The anticipation of the Wynn casino resort opening in RAK next year is also influencing the rental market. Property owners are in no rush to rent before the opening, since annual increases on an occupied unit are capped at around 5 percent. This dynamic is creating a tight supply situation, with owners preferring to wait for higher valuations rather than lock in tenants at current rates.
Ajman rents climbed 8.8 percent to AED31 per square foot. Umm Al Quwain rose a modest 3.4 percent to AED29. Sharjah edged up 1.7 percent to AED40. In Fujairah, rents fell 4 percent over the year to AED32 per square foot, the only emirate besides Dubai to see a decline.
Real estate surveyor Cavendish Maxwell argues that Dubai’s fundamentals still hold despite the cooling. “As Dubai’s real estate market continues to mature, well-located communities with quality developments and desirable amenities tend to demonstrate greater resilience and sustained demand, regardless of market cycle,” said Ronan Arthur, the company’s director and head of residential valuation.
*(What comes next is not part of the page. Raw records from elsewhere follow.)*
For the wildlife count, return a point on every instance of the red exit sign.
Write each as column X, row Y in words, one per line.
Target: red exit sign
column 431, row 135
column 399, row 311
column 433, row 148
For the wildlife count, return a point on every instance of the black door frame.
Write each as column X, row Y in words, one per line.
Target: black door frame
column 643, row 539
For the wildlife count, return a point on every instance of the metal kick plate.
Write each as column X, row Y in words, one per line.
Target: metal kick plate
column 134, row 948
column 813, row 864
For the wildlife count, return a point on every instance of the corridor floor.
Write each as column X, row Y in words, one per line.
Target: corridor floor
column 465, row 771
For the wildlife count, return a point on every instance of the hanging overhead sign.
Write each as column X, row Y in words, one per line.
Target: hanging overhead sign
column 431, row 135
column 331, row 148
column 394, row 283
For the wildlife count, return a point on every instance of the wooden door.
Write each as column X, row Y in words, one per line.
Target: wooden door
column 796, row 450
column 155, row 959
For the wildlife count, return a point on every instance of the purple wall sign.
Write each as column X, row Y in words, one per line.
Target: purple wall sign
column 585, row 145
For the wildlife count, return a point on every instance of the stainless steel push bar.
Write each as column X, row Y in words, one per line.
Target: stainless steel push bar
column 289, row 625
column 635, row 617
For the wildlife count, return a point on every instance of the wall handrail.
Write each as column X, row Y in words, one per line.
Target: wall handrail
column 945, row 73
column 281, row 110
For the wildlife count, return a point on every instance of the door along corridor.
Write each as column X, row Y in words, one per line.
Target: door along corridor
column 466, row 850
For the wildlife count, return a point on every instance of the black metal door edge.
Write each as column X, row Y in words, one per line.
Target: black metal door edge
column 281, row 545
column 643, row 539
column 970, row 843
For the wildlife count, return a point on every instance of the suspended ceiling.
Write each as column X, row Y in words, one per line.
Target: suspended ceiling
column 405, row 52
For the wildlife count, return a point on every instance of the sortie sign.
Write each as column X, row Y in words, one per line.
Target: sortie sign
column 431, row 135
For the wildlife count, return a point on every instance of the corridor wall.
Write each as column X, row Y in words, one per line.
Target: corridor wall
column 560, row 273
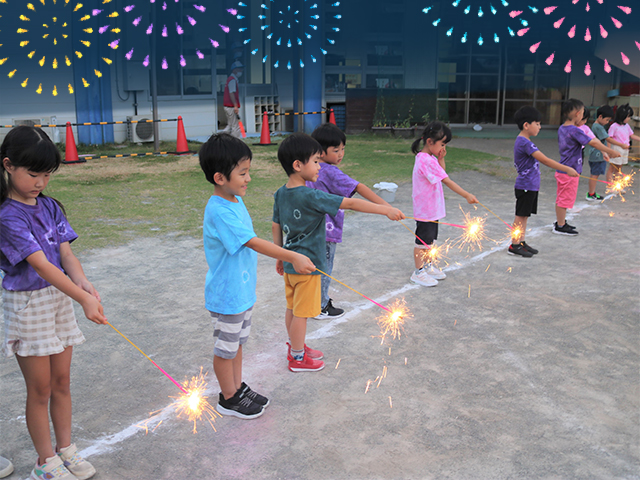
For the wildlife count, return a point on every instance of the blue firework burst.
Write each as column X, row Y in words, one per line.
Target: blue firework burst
column 286, row 29
column 482, row 21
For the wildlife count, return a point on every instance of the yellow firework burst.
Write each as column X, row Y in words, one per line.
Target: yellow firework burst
column 41, row 32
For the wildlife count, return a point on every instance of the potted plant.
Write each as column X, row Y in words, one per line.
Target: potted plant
column 402, row 127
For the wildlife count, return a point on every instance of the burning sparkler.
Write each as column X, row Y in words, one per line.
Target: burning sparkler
column 473, row 234
column 620, row 184
column 192, row 402
column 392, row 323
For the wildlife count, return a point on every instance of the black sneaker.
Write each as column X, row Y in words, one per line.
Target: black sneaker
column 529, row 248
column 240, row 405
column 330, row 312
column 566, row 229
column 256, row 397
column 519, row 250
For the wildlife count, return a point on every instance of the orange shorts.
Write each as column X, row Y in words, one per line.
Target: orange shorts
column 303, row 294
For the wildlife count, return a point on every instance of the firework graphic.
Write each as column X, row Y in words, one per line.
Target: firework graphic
column 41, row 32
column 175, row 18
column 286, row 29
column 486, row 20
column 582, row 20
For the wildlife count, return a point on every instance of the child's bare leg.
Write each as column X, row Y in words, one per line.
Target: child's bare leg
column 297, row 332
column 561, row 215
column 60, row 404
column 229, row 373
column 593, row 181
column 418, row 257
column 37, row 376
column 519, row 224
The divergence across the emirates reflects the varied economic drivers at work in each market. Dubai’s cooling reflects a combination of new housing supply coming online, slowing population growth, and the impact of regional instability on investor confidence. Abu Dhabi’s rent freeze represents government intervention to address acute housing pressure. The northern emirates’ growth reflects spillover demand from Dubai and Abu Dhabi, as well as the specific appeal of RAK as an emerging tourism destination.
For investors, the divergent trends create both challenges and opportunities. Dubai’s cooling market may present entry points for buyers who were previously priced out, while the northern emirates’ growth offers potential for capital appreciation. The key question for all markets is whether the regional geopolitical situation stabilizes, which would likely trigger a recovery in tourism and investment flows across the UAE.
As Simmonds of Betterhomes put it: “As a landlord, you’ve got to be thinking: there is a significantly higher amount of supply out there with fewer people looking. You’ve got power on your side as a tenant, and there are plenty of options.” For Dubai’s rental market, at least, the balance of power appears to be shifting.